To track progress, NOAA and its partners released the Aquaculture Accomplishments Report for fiscal year 2023. This edition of Alaska Trends dips into those murky waters and scoops up a bounty of plans and projects.

By the way, one tidbit that takes more explanation than a simple infographic is the role of SMURFs. No, not the tiny blue cartoon characters; SMURFs are standard monitoring units for the recruitment of fish, a collection tool in the form of a mesh cylinder anchored in a marine habitat. By counting juvenile fish that shelter inside the SMURF, researchers compare animal abundance and diversity between farms and natural settings. Smurftastic!

Simple vector image illustrating the ten different areas and equipment used in mariculture outlined in the article list
2023 Projects
1 Selective breeding of hatchery oysters
Resolve barriers to locally producing seed larvae of Pacific oyster.
2 Determine aquaculture’s environmental effects
Divers count animals at Southcentral kelp and oyster farms, and designers work on underwater instrument moorings.
3 Redesign classroom aquaculture units
“Tumble culture” kit for red ribbon algae, used in Klukwan, made compact and quieter for Juneau.

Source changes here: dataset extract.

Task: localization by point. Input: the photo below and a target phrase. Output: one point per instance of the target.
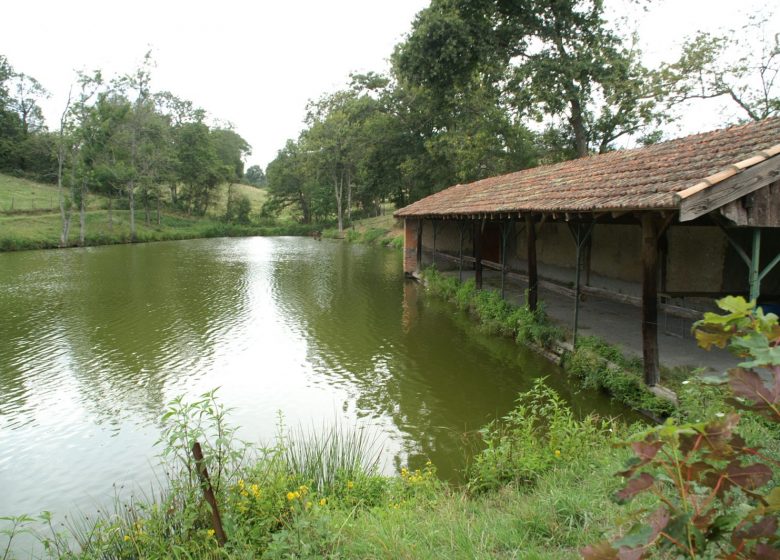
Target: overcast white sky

4 Monitor harmful algal blooms
Validated SeaTox ELISA kits to test for paralytic shellfish poisoning.
5 Assess habitat provisioning of kelp farms
Compare farmed versus natural kelp beds as habitat via GoPro cameras and environmental DNA sampling.
6 Assess 100 years of kelp canopy change
Analyzed 1913 and 2004 surveys to find increased kelp coverage in the Gulf of Alaska.
7 Potential for pinto abalone farming
Study preferred foods, energetic demands, and growth rates of pinto abalone.
8 Develop marine spatial analysis data portfolio
Partner with National Centers for Coastal and Ocean Science to lay the groundwork for site suitability analysis.
9 Update ESA Section 7 consultation template
Develop a checklist to ensure that Endangered Species Act Section 7 consultations reference aquaculture mitigation measures.
Develop interagency working group
Coordinate among NOAA Fisheries Alaska Region, US Army Corps of Engineers, and Alaska Departments of Fish and Game and Natural Resources for AOA siting.
Develop aquaculture research database
Collated all research products from 1986 to 2022, compiling it in one place for the first time.
Develop FY23 action plan priorities
Updated Five-Year Joint Aquaculture Action Plan to prioritize projects.
10 Advance aquaculture communication
Published a article about the Alaska Mariculture Cluster and presented at Alaska STEAM conference.
Launch AOA communications
Rolled out presentations and press coverage to engage with AOA stakeholders.